Question #1

Imported the .csv of the 173 majors listed in fivethirtyeight.com’s College Majors dataset. Goal is identify using code which majors contain either “Data” or “statistics”

library(RCurl)

#The RCurl package is an R-interface to the libcurl library that provides HTTP facilities. This allows us to download files from Web servers, post forms, use HTTPS (the secure HTTP), use persistent connections, upload files, use binary content, handle redirects, password authentication, etc. 

y <- getURL("https://raw.githubusercontent.com/johnm1990/DATA607/master/majors-list.csv")
themajors <- read.csv(text=y)

mymajorsdataframe <- data.frame(themajors)
contain_data_or_stats <- subset(mymajorsdataframe, grepl("DATA", Major) | grepl("STATISTICS", Major))

#grep, grepl, regexpr, gregexpr and regexec search for matches to argument pattern within each element of a character vector: they differ in the format of and amount of detail in the results.

contain_data_or_stats
##    FOD1P                                         Major          Major_Category
## 44  6212 MANAGEMENT INFORMATION SYSTEMS AND STATISTICS                Business
## 52  2101      COMPUTER PROGRAMMING AND DATA PROCESSING Computers & Mathematics
## 59  3702               STATISTICS AND DECISION SCIENCE Computers & Mathematics

Question #2

Task at hand was to write code that transforms the list of fruits and format of[c" “,” ",] str_c used for building up a matrix of strings.
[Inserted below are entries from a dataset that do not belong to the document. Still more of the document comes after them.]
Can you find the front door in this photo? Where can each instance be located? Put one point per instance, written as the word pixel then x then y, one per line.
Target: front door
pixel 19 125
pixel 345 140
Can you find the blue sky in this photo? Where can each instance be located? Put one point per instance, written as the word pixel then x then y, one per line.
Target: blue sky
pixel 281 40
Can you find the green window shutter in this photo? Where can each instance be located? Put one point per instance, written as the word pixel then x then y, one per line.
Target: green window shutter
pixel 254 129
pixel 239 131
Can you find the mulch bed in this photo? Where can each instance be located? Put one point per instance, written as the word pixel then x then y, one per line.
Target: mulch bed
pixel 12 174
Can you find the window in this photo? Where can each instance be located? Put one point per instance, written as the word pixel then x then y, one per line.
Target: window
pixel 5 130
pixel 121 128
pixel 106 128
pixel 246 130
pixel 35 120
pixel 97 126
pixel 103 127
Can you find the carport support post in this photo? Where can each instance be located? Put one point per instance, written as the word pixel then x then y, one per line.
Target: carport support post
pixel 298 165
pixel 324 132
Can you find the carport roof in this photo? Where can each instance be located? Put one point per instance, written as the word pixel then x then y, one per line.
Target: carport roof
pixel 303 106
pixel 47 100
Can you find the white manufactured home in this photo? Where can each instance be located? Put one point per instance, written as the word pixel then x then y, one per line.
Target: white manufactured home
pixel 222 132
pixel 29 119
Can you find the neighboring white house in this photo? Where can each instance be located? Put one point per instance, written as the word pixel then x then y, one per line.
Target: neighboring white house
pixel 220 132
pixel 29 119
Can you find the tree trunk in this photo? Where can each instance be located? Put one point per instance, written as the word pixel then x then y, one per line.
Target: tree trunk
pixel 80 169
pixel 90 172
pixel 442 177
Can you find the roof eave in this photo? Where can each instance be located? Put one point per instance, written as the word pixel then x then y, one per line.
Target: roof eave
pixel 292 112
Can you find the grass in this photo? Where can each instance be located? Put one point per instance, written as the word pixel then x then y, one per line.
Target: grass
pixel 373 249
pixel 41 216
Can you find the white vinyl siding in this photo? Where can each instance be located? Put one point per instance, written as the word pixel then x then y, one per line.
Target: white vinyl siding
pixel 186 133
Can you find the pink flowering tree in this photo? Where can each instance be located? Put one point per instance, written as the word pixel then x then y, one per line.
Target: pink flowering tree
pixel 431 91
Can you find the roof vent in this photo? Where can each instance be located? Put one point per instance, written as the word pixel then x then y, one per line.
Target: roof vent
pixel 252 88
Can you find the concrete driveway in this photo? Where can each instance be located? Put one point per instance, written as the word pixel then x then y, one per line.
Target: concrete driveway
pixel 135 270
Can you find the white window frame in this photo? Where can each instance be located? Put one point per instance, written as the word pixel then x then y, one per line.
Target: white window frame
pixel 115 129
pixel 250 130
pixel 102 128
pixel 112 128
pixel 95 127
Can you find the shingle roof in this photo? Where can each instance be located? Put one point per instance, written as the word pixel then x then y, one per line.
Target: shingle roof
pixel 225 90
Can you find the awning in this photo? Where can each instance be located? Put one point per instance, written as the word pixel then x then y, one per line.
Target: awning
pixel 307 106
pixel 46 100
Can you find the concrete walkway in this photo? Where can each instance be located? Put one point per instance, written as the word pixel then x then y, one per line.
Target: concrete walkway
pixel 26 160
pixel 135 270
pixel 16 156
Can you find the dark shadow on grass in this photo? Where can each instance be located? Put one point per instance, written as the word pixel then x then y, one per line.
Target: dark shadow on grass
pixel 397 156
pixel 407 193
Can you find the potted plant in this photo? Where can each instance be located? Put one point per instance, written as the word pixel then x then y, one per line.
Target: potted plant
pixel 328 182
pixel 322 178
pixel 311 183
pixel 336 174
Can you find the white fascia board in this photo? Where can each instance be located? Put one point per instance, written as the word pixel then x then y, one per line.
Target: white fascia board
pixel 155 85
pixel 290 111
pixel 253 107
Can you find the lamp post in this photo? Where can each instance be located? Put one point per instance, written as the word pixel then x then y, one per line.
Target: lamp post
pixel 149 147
Each input argument forms a column, and is expanded to the length of the longest argument, using the usual recyling rules. writeLines is used with a text connection, and the default separator is converted to the normal separator for that platform unlist simplifies to produce a vector which contains all the atomic components which occur in x

library(stringr)

my_list_of_fruits <- '[1] "bell pepper"  "bilberry"     "blackberry"   "blood orange"

[5] "blueberry"    "cantaloupe"   "chili pepper" "cloudberry"  

[9] "elderberry"   "lime"         "lychee"       "mulberry"    

[13] "olive"        "salal berry"'


my_vector <- c(unlist(str_extract_all(my_list_of_fruits, "\\b[A-Za-z]+\\b")))

vector_string <- str_c('"', my_vector, '"', collapse = ", " )

my_vector_list <- str_c('c(', vector_string, ')', collapse = " " )


writeLines(my_vector_list)
## c("bell", "pepper", "bilberry", "blackberry", "blood", "orange", "blueberry", "cantaloupe", "chili", "pepper", "cloudberry", "elderberry", "lime", "lychee", "mulberry", "olive", "salal", "berry")

Question #3

Describe, in words, what these expressions will match:

library(stringr)

(.)\1\1 - The same character appearing three times

str_view(stringr::words, "(.)\1\1 ",match=T)

“(.)(.)\2\1” - A pair of characters followed by the same characters in reversed order.

str_view(stringr::words, "(.)(.)\\2\\1",match=T)

(..)\1 - Any two characters repeated

str_view(stringr::words, "(..)\1",match=T)

“(.).\1.\1” - A character followed by any character, the original character, other character, the original character once again

str_view(stringr::words, "(.).\\1.\\1",match=T)

"(.)(.)(.).*\3\2\1" - Three characters followed by zero or more characters of any kind followed by the same three characters but in reverse order.

str_view(stringr::words, "(.)(.)(.).*\\3\\2\\1",match=T)

Question #4

Construct regular expressions to match words that:

Start and end with the same character.
str_view(stringr::words, "^(.).*\\1$",match=T)
str_sub(x, "^(.).*\\1$", match = TRUE)

Contain a repeated pair of letters (e.g. "church" contains "ch" repeated twice.)
str_view(stringr::words, "([A-Za-z][A-Za-z]).*\\1",match=T)
Contain one letter repeated in at least three places (e.g. "eleven" contains three "e"s.)
str_view(stringr::words, "(.).*\\1.*\\1",match=T)